I apologize that I haven't written in eons. I am much much improved but still visit the doctor at least once a week to be poked and prodded. I am grateful for this actually because I get to be extra vigilant in watching this baby that I worry so much about but cannot yet see. Today I just wrote a stream of consciousness and then it felt a little like a post so here it is...
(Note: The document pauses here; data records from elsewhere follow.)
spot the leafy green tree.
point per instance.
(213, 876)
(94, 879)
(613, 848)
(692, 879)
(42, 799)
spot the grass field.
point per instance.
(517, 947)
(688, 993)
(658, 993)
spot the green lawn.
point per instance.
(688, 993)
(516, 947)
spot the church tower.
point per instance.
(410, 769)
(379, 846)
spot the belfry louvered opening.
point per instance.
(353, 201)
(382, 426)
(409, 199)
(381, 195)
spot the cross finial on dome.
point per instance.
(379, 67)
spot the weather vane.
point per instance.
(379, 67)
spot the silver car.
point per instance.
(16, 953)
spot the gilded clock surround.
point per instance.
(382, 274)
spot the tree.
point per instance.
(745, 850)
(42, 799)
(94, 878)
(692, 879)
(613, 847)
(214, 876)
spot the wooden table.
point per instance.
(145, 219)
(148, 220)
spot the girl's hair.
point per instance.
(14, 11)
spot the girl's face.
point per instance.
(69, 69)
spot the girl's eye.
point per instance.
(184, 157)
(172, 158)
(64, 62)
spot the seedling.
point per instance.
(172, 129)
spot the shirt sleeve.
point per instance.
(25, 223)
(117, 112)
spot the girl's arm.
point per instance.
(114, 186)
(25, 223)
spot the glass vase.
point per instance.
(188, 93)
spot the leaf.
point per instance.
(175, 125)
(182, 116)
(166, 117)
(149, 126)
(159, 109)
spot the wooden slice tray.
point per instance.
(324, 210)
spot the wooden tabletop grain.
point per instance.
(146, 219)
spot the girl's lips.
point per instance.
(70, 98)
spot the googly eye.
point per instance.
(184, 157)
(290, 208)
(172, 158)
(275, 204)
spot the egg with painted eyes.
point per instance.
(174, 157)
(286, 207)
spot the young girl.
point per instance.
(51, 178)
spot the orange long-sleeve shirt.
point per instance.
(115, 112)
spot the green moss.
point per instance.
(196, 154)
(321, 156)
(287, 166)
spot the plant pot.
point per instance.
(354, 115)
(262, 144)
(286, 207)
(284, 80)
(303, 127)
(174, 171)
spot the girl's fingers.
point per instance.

It’s times like this that I am totally floored that I am the adult in the situation. When my 20 month old daughter sneaks 2 cupcakes and then throws them up in the middle of the night. When everyone is miserable and has a fever. And I don’t even know how to clean. Do I spray everything with Lysol? Is that stuff hazardous how far do throw up germs sink into the fabric of a bed or pillow? Are there such things as “throw up germs?” If so, what are they really called? Should I keep everyone at home? What could we possibly do for 12 hours without hurting each other? Don’t we need fresh air? Am I a terrible person for bringing them into public and sharing said, “throw up germs” with the world?
So, because I feel so overwhelmed and pregnant I finish off my half gallon of milk for the day and lay on the couch to watch a mystery that can be solved in 53 minutes.
Wow, I need God and yet I am so slow to turn to him, so weak in my passion for him. I am truly grateful for him and all he does to take care of us, but have I yet discovered that he is beautiful? I pray that I do.